Personal information
- Date of birth: 11 September 1980 (age 45)
- Place of birth: Amsterdam, Netherlands
- Height: 1.84 m (6 ft 1⁄2 in)
- Position(s): Midfielder Defender

Youth career
- DCG
- 1996–1999: Ajax

Senior career*
- Years: Team / Apps / (Gls)
- 1999–2004: Utrecht / 68 / (1)
- 2004–2006: Twente / 21 / (2)
- 2006–2008: Aberdeen / 25 / (1)
- 2008–2011: Sparta Rotterdam / 19 / (0)

International career
- Netherlands U21 / 3 / (0)

= Karim Touzani =

Dutch footballer (born 1980)

Karim Touzani (born 11 September 1980) is a Dutch former footballer who played as a midfielder or a defender. He is also the older brother of football freestyler, Soufiane Touzani.

==Club career==
Born in Amsterdam, Touzani came through the Ajax academy, but failed to make the first team. He then went on to play for FC Utrecht and FC Twente, an identical history to former Aberdeen and Scotland striker Scott Booth. While playing for Utrecht, he was just about to make a £1.5 million move to PSV Eindhoven, until an unfortunate training ground injury. He suffered a cracked tibia and fibula, after an ill-timed lunge tackle by Dirk Kuyt.

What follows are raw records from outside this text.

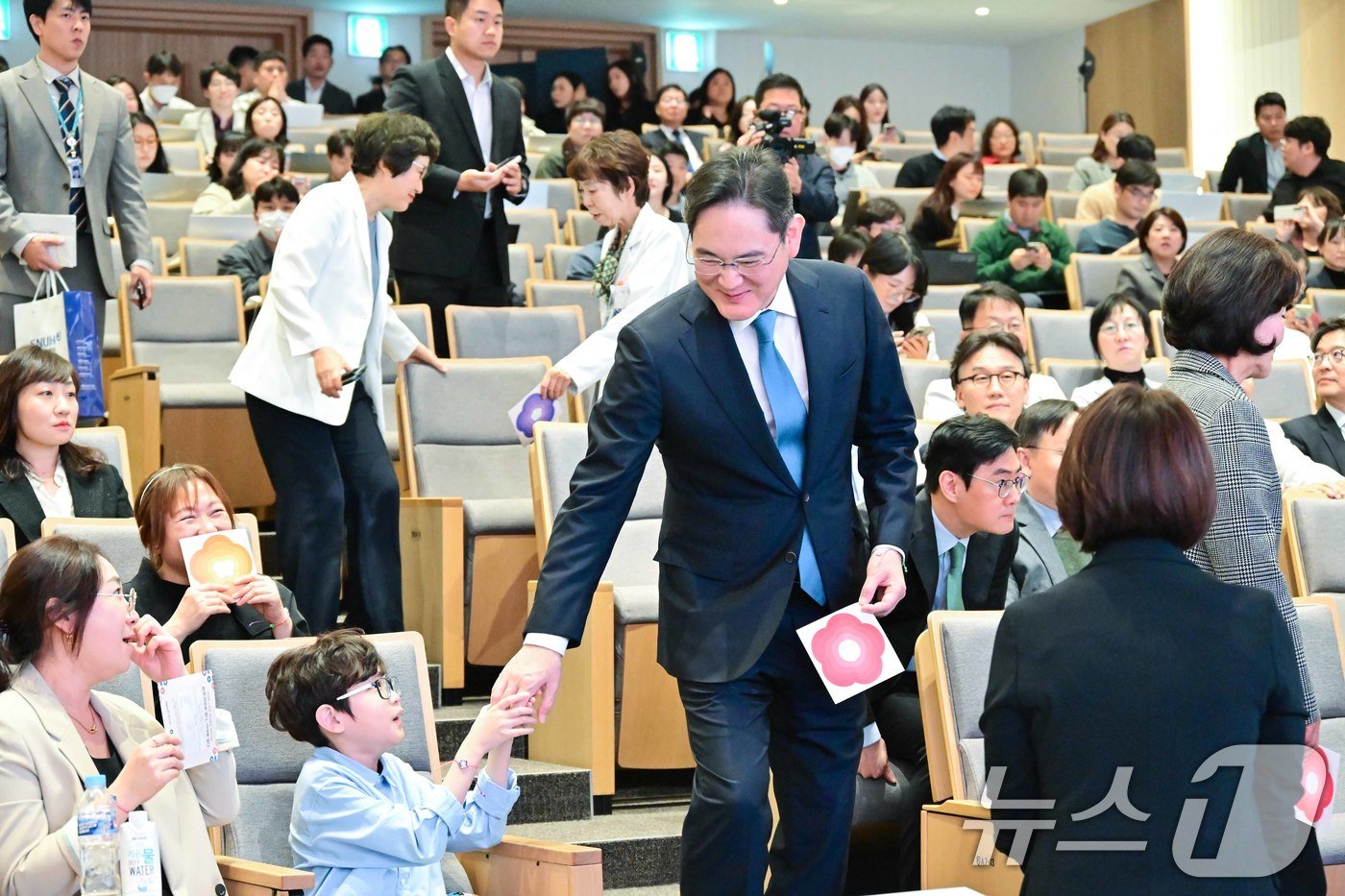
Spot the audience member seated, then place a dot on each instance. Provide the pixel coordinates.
(1119, 335)
(1046, 552)
(393, 58)
(1137, 489)
(1307, 164)
(219, 81)
(163, 80)
(841, 131)
(628, 107)
(181, 502)
(989, 307)
(251, 260)
(42, 472)
(1099, 201)
(363, 819)
(954, 132)
(582, 123)
(937, 217)
(900, 278)
(1099, 166)
(1022, 249)
(880, 215)
(1321, 436)
(257, 161)
(1257, 163)
(1162, 238)
(962, 545)
(70, 626)
(643, 254)
(313, 86)
(999, 144)
(712, 103)
(150, 153)
(1134, 186)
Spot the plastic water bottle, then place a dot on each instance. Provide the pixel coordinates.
(140, 869)
(96, 822)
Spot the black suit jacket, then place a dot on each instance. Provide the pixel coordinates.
(439, 233)
(333, 100)
(732, 516)
(98, 494)
(1246, 164)
(1140, 661)
(1318, 437)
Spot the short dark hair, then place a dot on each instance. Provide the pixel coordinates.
(746, 175)
(1268, 100)
(988, 291)
(1137, 145)
(393, 137)
(779, 81)
(219, 67)
(962, 444)
(1310, 130)
(273, 190)
(1137, 466)
(978, 339)
(1223, 288)
(303, 680)
(42, 7)
(318, 39)
(1138, 174)
(948, 121)
(1026, 183)
(161, 62)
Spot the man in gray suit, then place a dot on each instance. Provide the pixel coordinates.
(66, 150)
(1046, 553)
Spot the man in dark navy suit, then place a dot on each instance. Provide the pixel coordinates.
(755, 381)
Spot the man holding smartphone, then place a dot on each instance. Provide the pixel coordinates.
(452, 245)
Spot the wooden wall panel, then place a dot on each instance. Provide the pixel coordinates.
(125, 33)
(1142, 70)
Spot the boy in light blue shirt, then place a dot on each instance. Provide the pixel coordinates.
(363, 821)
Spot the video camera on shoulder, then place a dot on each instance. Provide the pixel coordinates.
(772, 121)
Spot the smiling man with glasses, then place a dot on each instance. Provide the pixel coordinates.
(755, 381)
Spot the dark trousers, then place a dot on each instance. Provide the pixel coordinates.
(777, 717)
(484, 284)
(335, 487)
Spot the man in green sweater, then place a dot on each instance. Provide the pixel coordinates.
(1021, 249)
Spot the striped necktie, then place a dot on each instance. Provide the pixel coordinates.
(66, 89)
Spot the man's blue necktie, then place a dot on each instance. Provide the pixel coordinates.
(791, 417)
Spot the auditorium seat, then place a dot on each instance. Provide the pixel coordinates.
(468, 547)
(269, 762)
(614, 673)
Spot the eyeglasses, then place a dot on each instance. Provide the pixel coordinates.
(1337, 356)
(383, 685)
(1006, 379)
(1002, 486)
(712, 267)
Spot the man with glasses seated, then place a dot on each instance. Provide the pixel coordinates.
(1134, 186)
(959, 556)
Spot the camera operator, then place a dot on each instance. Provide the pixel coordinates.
(811, 178)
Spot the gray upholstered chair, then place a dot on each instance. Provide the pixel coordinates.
(621, 642)
(174, 396)
(269, 761)
(468, 546)
(514, 332)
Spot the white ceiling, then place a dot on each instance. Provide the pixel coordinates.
(939, 20)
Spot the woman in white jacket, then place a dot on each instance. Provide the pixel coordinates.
(312, 372)
(643, 254)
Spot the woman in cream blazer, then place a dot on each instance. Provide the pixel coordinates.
(312, 375)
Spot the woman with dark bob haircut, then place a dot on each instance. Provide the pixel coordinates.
(1224, 311)
(1146, 664)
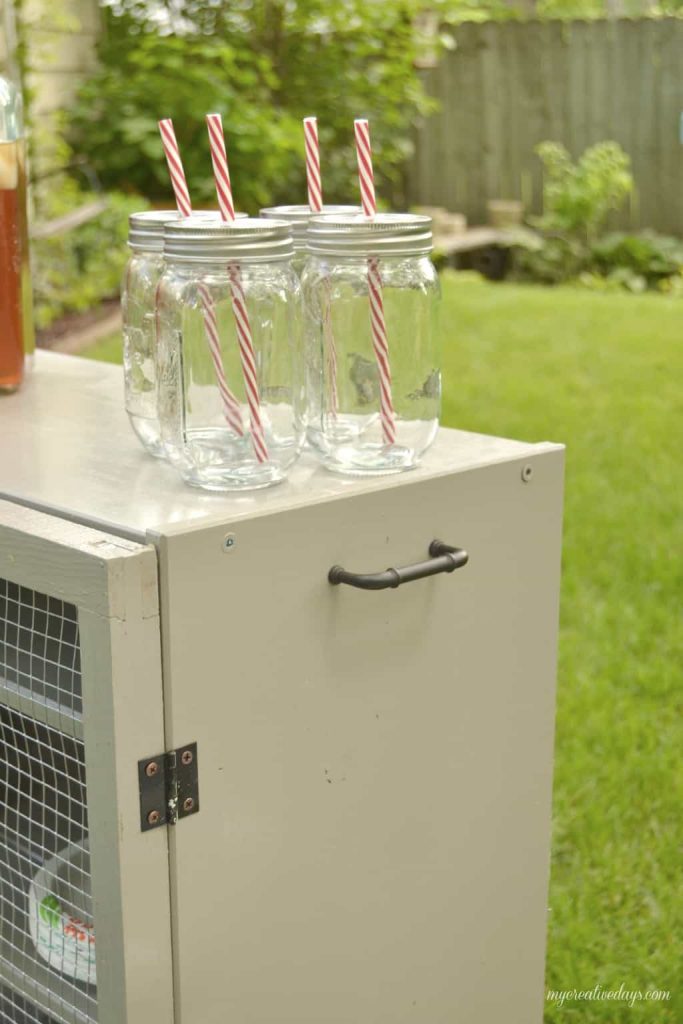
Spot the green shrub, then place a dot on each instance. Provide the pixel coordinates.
(76, 270)
(648, 255)
(549, 260)
(262, 67)
(578, 198)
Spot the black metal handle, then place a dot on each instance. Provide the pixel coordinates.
(444, 558)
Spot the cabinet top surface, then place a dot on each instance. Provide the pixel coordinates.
(68, 449)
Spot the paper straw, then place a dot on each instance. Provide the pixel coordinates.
(231, 409)
(377, 318)
(175, 167)
(245, 337)
(230, 403)
(314, 184)
(220, 171)
(312, 165)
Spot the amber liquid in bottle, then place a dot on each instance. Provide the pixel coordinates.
(13, 255)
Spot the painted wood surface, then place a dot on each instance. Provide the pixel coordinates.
(508, 86)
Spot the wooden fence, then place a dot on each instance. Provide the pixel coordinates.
(507, 86)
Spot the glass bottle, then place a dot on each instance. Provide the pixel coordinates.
(16, 332)
(347, 421)
(230, 410)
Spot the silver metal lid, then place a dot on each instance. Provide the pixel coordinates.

He signed a one-year deal with Aberdeen in June 2006 but was plagued by injury throughout his first season in Scotland. In July 2008, Touzani completed a free transfer to Dutch outfit Sparta Rotterdam. Touzani's contract was not renewed for the 2011–12 season, this implicated the end of his professional football career.

==International career==
He played for the Netherlands youth team, alongside Rafael van der Vaart.